Organic farmers, pet owners, and holistic medicine/veterinary practitioners in British Columbia were asked about their use of medicinal plants for veterinary care (ethno-veterinary medicine) in a workshop and in individual interviews. Participants were asked about plants used for flea prevention, repelling flies, ear infections, and ear mite infestations. The study found that 6 plants were commonly used to repel fleas and flies, and 14 were used to treat ear problems. Mugwort, lemon, juniper, lavender, lemon balm, and cedar were used as infusions for treating flea infestations. Lemon balm, lemon water, and lemon spritzers were used as flea repellents.

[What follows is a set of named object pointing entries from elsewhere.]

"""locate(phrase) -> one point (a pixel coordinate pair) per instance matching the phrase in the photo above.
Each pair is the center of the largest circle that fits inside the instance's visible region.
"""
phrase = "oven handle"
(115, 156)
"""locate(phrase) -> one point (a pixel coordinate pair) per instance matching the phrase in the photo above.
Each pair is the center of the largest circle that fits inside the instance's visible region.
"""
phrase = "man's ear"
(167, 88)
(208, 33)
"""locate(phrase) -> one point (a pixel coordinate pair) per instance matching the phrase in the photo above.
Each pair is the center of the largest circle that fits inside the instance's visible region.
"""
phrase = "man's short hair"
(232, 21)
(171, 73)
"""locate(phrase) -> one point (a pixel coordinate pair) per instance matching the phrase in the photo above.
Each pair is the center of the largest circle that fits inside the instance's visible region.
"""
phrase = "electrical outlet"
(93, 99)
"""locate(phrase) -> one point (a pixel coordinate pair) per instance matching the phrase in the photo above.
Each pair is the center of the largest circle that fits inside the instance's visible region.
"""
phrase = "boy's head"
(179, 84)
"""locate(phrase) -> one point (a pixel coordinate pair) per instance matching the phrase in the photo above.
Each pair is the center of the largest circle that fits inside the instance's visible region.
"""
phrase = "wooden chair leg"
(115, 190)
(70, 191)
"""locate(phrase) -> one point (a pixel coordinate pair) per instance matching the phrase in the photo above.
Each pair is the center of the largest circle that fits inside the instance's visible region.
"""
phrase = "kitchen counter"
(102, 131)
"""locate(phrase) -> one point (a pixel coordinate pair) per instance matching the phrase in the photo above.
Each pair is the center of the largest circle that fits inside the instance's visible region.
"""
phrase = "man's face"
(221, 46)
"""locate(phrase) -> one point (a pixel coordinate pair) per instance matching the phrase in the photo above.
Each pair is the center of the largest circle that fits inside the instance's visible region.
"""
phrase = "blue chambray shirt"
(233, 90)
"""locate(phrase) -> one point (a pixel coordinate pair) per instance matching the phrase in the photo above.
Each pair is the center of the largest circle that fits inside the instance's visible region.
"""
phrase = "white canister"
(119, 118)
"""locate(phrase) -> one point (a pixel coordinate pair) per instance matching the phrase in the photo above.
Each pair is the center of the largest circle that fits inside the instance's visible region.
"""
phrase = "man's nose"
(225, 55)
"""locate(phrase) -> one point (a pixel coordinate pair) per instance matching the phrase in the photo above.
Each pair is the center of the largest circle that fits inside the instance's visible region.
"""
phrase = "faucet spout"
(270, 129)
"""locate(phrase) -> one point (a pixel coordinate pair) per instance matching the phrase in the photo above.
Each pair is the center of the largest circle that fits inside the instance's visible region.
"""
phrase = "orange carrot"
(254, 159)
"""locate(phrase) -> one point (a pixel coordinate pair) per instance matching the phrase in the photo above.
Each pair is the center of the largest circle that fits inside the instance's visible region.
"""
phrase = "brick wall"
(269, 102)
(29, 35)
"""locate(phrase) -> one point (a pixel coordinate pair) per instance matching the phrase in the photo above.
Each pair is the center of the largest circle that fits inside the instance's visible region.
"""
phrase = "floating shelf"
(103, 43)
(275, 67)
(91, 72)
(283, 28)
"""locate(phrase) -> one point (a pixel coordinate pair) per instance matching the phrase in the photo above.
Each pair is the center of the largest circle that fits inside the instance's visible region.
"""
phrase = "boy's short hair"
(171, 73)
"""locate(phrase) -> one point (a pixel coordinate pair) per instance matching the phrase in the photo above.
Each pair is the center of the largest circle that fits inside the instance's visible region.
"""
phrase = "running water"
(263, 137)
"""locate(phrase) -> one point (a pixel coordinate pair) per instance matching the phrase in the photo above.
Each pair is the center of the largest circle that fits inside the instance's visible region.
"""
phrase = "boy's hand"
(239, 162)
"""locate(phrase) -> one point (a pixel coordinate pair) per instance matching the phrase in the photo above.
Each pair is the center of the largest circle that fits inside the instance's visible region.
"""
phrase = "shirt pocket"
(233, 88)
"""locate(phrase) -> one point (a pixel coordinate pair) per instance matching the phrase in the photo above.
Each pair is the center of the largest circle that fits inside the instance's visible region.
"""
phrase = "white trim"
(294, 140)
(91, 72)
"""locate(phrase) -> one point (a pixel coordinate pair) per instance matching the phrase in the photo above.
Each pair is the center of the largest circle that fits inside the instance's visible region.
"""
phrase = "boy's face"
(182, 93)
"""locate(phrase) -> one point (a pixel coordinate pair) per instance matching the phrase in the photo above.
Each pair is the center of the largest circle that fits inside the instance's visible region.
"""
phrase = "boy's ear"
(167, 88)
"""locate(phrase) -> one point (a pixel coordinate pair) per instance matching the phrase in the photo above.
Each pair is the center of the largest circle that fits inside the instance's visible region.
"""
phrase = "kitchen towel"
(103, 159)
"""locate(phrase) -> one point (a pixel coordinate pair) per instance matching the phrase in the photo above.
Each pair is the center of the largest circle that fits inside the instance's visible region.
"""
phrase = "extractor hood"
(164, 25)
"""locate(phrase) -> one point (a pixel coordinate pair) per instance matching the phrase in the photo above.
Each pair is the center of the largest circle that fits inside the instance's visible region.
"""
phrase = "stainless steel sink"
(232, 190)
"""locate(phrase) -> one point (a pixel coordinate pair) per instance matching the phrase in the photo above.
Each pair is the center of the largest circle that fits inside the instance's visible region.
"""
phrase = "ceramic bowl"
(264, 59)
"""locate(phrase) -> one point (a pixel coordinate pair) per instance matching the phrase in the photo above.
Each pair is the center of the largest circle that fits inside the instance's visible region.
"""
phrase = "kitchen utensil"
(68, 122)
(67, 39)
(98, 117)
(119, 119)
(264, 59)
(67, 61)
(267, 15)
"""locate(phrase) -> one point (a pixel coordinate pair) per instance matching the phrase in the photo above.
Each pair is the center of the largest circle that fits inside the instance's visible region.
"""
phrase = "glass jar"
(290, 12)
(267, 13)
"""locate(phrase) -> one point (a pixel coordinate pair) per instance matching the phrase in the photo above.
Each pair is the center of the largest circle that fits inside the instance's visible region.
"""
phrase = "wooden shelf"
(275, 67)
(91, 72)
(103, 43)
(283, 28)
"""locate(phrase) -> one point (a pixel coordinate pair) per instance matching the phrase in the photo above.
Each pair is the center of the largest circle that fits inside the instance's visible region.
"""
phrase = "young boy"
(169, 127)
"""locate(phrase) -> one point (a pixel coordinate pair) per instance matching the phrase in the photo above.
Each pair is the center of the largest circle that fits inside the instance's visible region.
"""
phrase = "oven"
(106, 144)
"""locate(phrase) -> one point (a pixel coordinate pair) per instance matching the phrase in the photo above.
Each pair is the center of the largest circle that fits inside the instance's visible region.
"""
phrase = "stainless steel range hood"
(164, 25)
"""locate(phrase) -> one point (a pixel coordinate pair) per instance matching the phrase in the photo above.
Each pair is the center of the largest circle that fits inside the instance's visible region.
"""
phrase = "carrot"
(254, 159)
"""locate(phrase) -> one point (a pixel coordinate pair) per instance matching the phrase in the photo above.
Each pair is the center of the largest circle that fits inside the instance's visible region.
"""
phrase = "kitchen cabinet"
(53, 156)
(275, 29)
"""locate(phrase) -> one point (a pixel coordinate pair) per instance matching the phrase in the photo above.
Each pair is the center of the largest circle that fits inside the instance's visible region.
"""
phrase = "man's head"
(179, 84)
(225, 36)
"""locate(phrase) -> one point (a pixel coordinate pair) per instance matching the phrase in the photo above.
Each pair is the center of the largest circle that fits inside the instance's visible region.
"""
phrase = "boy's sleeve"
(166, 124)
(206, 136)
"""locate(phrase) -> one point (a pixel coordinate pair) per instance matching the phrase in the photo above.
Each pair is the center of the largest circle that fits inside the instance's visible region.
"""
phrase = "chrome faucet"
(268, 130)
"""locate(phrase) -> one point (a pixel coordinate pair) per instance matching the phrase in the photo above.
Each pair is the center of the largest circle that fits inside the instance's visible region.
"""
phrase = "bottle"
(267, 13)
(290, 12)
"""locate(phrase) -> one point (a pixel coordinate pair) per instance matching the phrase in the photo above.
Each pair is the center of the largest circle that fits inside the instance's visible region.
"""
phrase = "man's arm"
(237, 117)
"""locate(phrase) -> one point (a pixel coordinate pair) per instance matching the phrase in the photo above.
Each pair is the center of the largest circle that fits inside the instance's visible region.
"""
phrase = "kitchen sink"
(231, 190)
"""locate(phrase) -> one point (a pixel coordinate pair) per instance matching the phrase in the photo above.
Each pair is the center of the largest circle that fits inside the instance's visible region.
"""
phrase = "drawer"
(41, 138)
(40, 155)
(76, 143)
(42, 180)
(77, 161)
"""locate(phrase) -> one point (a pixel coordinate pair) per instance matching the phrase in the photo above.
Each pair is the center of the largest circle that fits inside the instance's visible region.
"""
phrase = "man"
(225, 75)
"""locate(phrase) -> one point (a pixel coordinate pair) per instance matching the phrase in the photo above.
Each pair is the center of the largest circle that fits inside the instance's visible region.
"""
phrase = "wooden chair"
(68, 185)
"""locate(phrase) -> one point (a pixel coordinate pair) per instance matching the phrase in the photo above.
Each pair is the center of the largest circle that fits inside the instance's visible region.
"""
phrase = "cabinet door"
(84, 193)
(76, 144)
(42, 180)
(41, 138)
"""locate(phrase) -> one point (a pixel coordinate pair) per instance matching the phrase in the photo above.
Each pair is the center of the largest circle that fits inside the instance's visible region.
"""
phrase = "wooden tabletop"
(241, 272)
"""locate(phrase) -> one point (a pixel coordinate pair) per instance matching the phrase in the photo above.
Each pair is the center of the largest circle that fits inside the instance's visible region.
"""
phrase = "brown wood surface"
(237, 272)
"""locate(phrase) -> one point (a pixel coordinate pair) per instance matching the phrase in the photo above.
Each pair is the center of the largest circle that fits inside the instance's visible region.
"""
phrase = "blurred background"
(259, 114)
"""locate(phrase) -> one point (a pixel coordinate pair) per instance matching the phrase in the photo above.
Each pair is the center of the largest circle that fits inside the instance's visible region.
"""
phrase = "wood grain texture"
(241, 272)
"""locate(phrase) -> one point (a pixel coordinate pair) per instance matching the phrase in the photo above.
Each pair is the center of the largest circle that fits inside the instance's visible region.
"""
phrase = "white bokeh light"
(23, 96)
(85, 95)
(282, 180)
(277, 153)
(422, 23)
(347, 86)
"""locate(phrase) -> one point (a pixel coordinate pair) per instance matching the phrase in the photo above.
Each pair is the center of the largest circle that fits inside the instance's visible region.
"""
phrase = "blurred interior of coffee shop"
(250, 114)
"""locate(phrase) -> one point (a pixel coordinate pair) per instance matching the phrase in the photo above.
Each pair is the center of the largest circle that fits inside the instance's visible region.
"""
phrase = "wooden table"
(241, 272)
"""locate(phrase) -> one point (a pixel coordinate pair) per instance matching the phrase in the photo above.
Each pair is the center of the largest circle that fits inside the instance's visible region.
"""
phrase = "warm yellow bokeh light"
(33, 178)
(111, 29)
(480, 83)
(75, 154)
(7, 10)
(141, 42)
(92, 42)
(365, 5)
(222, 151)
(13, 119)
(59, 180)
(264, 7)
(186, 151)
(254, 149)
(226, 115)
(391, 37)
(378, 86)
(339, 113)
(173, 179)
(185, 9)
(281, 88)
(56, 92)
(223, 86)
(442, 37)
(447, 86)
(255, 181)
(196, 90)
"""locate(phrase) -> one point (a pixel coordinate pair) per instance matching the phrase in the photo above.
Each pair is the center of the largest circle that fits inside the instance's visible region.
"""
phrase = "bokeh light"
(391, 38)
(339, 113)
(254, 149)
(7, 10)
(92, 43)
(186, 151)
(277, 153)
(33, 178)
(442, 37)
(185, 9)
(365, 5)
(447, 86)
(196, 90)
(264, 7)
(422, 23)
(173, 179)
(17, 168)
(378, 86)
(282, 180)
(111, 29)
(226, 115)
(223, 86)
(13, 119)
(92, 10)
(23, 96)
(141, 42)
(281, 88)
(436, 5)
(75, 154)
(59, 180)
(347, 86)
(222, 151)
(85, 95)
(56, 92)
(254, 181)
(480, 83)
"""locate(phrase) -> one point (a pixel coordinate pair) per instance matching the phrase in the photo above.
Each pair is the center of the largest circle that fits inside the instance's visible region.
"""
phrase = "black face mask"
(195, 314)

Planting of juniper trees and spraying juniper oil on bedding were common as environmental repellents for fleas. Mugwort spray was used as a fly repellent. Many combinations of ear treatments were used, but common ones included chamomile tea drops, various combinations of garlic and other plants, and vinegar for yeast infections. Castor oil and castor oil mixed with a variety of plants were used to treat ear mite infestations.

COMMENTARY: The use of low-cost plants for veterinary care has been termed "ethnoveterinary medicine." This article describes the use of various plants and contains an interesting table reporting validation information from veterinary and human medicine. For example, garlic may seem to be an odd ingredient in ear preparations, but studies have reported that the antifungal activity against Aspergillus species is similar or better than that of pharmaceutical preparations. In another example, nootkatone from Alaskan yellow cedar was shown in at least 1 study to be an effective insecticide against the nymphal stage of Ixodes ticks, and nootkatone from grapefruit was biocidal to fleas. In this day and age of technologic advances, it is easy to forget that the origins of many life-saving drugs are plants and that investigations of indigenous peoples' use of plants should always be the starting point.